Pour définir son style musical, David Girard choisit l’étiquette de « techno-ambiant ». En septembre 2009, l’étudiant a mis en ligne un troisième album, George dans le puits, élaboré à partir d’un agencement de sons électroniques accompagnés d’instruments acoustiques, tels que le violoncelle, la guitare et l’harmonica. Contrairement à ses deux premiers disques, celui-ci arbore une ambiance plus lourde et un rythme plus lent, étant donné la thématique qui y est abordée.

Après trois années de piano à l’école primaire, David Girard s’est orienté vers les arts plastiques au secondaire. Ce n’est que par la suite qu’il s’est lancé dans la composition musicale, alors qu’il était au cégep. « Le piano me donnait une certaine base pour la composition. J’ai continué la peinture en parallèle, plus à temps perdu. Je fais plus de musique, c’est important pour moi étant donné que j’ai toujours aimé les sons électroniques », souligne l’artiste.

Titulaire d’un baccalauréat en histoire et présentement inscrit à la maîtrise en histoire médiévale, l’artiste affirme expressément  : « Je suis quelqu’un qui a beaucoup de passions et qui essaie de s’accomplir dans celles-ci. J’aime beaucoup l’histoire, la musique, les arts, l’astronomie. » David Girard soutient également que, ce qu’il apprécie dans son champ d’études, c’est le réalisme, la possibilité de comprendre les choses qui se sont déroulées dans le passé, de même que l’évolution de ses modes de pensée. « La musique s’y retrouve [dans le réalisme] d’une certaine manière parce que, lorsque je fais de la musique, j’exprime mes émotions, je parle de moi, de ce que je fais », illustre-t-il.

Une démarche particulière
« Je pars d’une idée, d’un fait vécu, j’imagine un concept.
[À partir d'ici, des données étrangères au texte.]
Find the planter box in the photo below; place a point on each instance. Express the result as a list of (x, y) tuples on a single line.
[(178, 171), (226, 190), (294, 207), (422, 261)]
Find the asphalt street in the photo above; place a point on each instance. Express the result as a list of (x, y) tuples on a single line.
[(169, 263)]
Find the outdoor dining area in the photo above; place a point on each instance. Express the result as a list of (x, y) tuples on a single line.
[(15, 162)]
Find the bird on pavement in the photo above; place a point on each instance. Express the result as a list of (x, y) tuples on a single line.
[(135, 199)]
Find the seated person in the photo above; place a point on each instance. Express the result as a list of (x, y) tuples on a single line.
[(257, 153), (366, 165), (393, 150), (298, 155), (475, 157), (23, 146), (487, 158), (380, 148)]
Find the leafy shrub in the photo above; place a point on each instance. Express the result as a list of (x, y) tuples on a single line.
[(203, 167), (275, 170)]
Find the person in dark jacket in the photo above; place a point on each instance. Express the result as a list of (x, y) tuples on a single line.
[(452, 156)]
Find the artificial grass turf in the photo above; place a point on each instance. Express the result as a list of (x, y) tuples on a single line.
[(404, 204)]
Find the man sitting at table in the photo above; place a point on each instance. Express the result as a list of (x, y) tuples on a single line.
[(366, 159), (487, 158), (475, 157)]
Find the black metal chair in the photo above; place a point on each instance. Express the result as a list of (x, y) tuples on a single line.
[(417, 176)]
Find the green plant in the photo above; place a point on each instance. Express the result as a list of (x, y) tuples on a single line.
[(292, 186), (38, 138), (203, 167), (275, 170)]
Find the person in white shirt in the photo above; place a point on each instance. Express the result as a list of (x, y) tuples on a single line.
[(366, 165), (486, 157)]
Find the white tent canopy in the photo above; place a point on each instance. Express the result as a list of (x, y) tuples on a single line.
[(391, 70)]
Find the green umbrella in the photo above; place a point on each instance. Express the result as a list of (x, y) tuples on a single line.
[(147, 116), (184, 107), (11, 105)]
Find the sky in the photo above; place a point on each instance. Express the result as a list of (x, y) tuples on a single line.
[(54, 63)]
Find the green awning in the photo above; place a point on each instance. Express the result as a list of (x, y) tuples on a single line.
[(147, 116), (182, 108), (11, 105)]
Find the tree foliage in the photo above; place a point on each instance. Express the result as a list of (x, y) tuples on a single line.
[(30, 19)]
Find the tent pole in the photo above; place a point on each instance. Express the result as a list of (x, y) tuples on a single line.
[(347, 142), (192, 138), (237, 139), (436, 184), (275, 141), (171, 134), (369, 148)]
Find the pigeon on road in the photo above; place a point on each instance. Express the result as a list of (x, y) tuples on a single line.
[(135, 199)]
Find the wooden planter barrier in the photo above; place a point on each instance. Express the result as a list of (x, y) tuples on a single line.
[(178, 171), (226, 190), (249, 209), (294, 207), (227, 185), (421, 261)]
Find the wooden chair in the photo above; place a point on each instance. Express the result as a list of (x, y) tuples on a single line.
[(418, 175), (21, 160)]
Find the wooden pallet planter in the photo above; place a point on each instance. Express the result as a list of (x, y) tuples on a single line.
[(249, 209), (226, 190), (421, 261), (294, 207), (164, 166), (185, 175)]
Je fonctionne avec des images et des couleurs sur lesquelles j’attache des sons. Le tout à travers une certaine méthodologie : je définis quel devrait être le type de sonorités, le type d’ambiance de l’album », explique l’artiste à propos de sa démarche artistique.
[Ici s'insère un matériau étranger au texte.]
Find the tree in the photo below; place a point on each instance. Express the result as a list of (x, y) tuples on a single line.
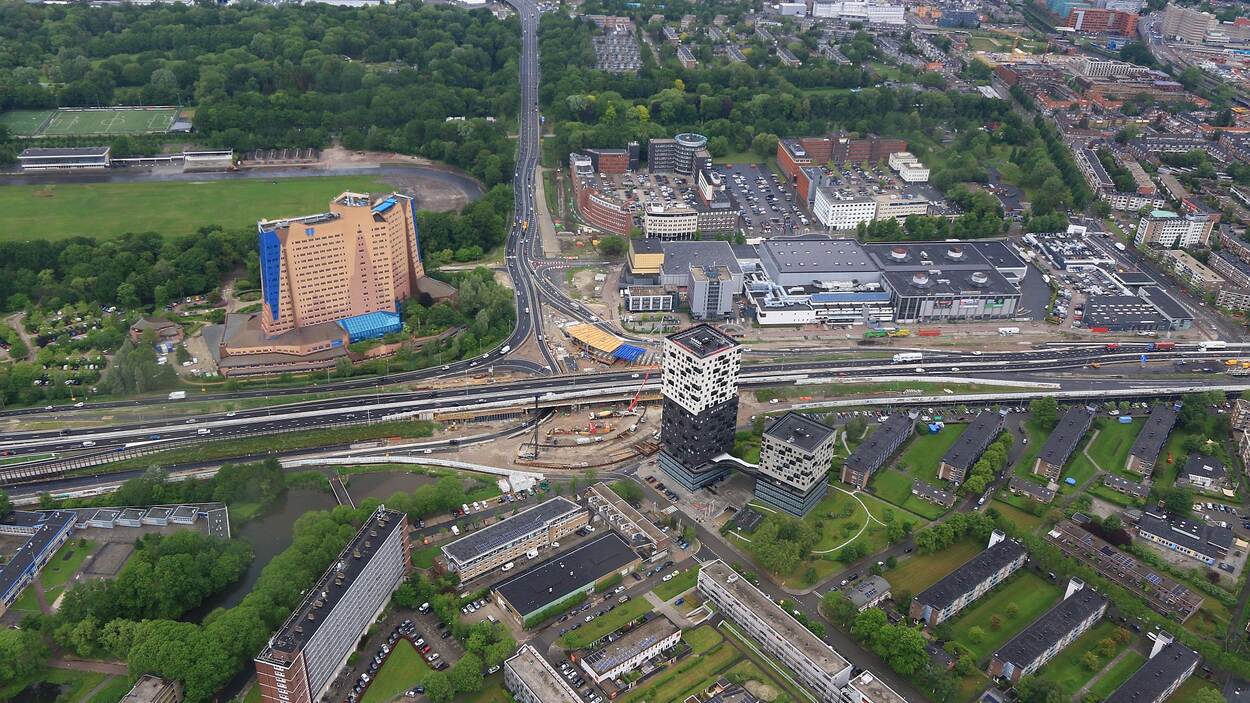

Parlant de son dernier album, l’étudiant souligne qu’il est essentiellement basé sur une anecdote familiale. « Mon frère, voulant jouer au trappeur, a mis un piège à castor au toutou de ma sœur et l’a balancé dans le puits familial », explique-t-il. À partir d’un événement qui pourrait sembler banal pour un adulte, David Girard a poussé la réflexion un peu plus loin. Il en ressort, selon lui, les notions de « mort de l’enfance » et de « découverte de la désillusion », qu’il a tenu à exprimer sur cette production.

Si David Girard se dit satisfait des commentaires qu’il reçoit sur son travail, il est conscient que sa musique s’inscrit dans un créneau qui n’est pas nécessairement adapté aux modes traditionnels de promotion. « Je n’ai pas un style musical commercial. Ma musique serait mieux adaptée à des productions, et c’est vers cette avenue que j’aimerais m’orienter dans les prochaines années », conclut l’artiste.

David Girard devrait lancer son album de façon officielle le 6 décembre prochain au café Babylone.